Coal sale plunge leaves Yancoal with stockpile problem

AUSTRALIA’S largest independent coal producer Yancoal may have to reschedule production at its seven mines after a 6% plunge in sales in the September quarter left it with too much stockpiled coal.

Lou Caruana
Coal sale plunge leaves Yancoal with stockpile problem

The company is also facing a financial hit this quarter because it can’t use its rail and port allocation and is unable to find other coal producers which can take it up.

“As a consequence [of lower sales] coal stocks have increased, resulting in the potential for production rescheduling during the next quarter to mitigate being stock bound at several group mines,” Yancoal said in a statement.
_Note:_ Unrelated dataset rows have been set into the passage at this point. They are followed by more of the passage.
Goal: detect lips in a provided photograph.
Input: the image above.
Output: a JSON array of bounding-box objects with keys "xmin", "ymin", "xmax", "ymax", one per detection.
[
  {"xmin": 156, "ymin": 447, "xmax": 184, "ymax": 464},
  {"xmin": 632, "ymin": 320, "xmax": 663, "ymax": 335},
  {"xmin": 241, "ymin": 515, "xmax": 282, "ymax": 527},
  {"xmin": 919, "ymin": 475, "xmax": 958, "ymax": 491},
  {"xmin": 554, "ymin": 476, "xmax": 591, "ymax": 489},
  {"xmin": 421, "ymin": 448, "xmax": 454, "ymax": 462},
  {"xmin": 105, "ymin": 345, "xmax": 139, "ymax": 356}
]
“Sales across the group are currently less than both port and rail ‘take or pay’ obligations, resulting in these liabilities having an impact on the financial performance of the company.

“In the current market environment, difficulties are being encountered in securing short to medium-term opportunities to reallocate excess capacity to other shippers and mitigate ‘take or pay’ financial obligations.”

The “take or pay” liability exposure for Yancoal’s three Donaldson operations in New South Wales is increasing as more port capacity is commissioned at the Newcastle Coal Infrastructure Group.

“Donaldson will look to reduce this exposure by transferring port capacity to other producers where possible,” Yancoal said.

Equity coal sales for the September quarter were 3.2 million tonnes, about 18% higher than the September 2011 quarter but about 6% lower than in the June 2012 quarter.

Sales of all coal types have been impacted by the market downturn with the lower quality metallurgical coal bearing the brunt of the weak markets.

A significant amount of this coal is being sold into the thermal market on an energy adjusted basis at a price lower than would be achieved if the coal was sold as a metallurgical product.

“The market outlook remains uncertain despite coal production cuts in several countries, a restocking phase in China at steel mills and higher gas prices in the United States,” the company said.